Bulk Import Module - language and data type conflict

Hello, I’m configuring the Bulk Import Module, and I stumbled upon an issue. We’re using Bulk Import to import csv files with headers that contain both language and data type. When a column header has a language and certain data types, the language setting doesn’t import.

It seems like the language setting fails in combination with data types created by Numeric Data Type and Data Type RDF modules.

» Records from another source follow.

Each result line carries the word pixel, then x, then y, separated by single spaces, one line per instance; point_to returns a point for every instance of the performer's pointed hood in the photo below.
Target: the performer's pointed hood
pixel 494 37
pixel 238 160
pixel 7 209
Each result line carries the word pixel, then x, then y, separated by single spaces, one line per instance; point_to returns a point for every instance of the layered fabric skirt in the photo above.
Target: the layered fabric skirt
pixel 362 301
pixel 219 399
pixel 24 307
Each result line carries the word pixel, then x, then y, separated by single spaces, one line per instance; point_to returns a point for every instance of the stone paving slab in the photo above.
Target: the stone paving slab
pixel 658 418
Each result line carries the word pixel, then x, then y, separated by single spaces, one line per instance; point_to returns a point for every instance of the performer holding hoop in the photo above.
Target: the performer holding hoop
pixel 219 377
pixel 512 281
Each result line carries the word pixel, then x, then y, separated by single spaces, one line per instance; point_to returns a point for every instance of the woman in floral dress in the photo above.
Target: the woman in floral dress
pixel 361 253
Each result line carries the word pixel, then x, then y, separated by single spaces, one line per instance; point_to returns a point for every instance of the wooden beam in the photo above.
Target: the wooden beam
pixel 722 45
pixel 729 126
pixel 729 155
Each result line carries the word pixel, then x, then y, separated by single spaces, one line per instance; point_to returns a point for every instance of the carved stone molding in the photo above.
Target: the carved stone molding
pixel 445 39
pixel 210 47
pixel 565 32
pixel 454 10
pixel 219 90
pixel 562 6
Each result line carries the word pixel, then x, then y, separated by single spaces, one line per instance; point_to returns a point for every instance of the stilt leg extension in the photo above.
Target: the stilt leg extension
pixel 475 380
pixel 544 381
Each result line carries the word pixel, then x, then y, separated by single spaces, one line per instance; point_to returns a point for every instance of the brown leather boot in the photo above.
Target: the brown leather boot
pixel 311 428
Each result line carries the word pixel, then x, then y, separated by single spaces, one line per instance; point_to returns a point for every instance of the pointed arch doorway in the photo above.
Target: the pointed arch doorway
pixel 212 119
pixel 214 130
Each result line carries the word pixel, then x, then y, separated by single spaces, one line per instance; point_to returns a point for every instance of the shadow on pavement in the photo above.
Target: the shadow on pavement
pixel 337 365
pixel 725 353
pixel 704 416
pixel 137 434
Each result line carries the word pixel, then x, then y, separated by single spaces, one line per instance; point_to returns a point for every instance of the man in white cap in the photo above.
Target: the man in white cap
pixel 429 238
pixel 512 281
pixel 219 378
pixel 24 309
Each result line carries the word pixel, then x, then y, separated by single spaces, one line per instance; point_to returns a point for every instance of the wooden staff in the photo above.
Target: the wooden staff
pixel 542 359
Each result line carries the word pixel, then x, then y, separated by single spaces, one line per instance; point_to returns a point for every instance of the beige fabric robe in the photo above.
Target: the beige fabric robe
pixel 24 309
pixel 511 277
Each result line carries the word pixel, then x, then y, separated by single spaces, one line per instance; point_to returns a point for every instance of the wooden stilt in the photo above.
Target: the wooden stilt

The language does not set for these:

dcterms:description ^^html @es
dcterms:description ^^xml @es
dcterms:description ^^numeric:integer @es
dcterms:description ^^numeric:timestamp @es

The language is set just fine for these:

dcterms:description ^^uri @es
dcterms:description @es

I submitted an issue in the Bulk Import module repository. I’m posting it here too, in case anyone can help me, in case others have noticed the same issue, and in case the thread is useful to someone else.

Thanks!

I’ve been working on this. I’ve made some progress, but now I’m stuck.

What I’ve done so far:
The language wasn’t included during resource processing, when filling property values. In /BulkImport/src/Processor/ResourceProcessor.php, I made 2 changes. I added a condition for the ‘html’ data type in fillProperty() and in fillPropertyForValue()

This is where I’m stuck:
Somehow the language is dropped during entity creation.

Here’s the function where I notice the language disappear.
It’s within createEntity() in BulkImport/src/Processor/AbstractResourceProcessor.php

protected function createEntity(array $resource): ?AbstractEntityRepresentation{
        // Linked ids from identifiers may be missing in data. So two solutions
        // to add missing ids: create resources one by one and add ids here, or
        // batch create and use an event to fill add ids.
        // In all cases, the ids should be stored for next resources.
        // The batch create in api adapter is more a loop than a bulk process.
        // The main difference is the automatic detachment of new entities,
        // instead of a clear. In doctrine 3, detachment will be removed.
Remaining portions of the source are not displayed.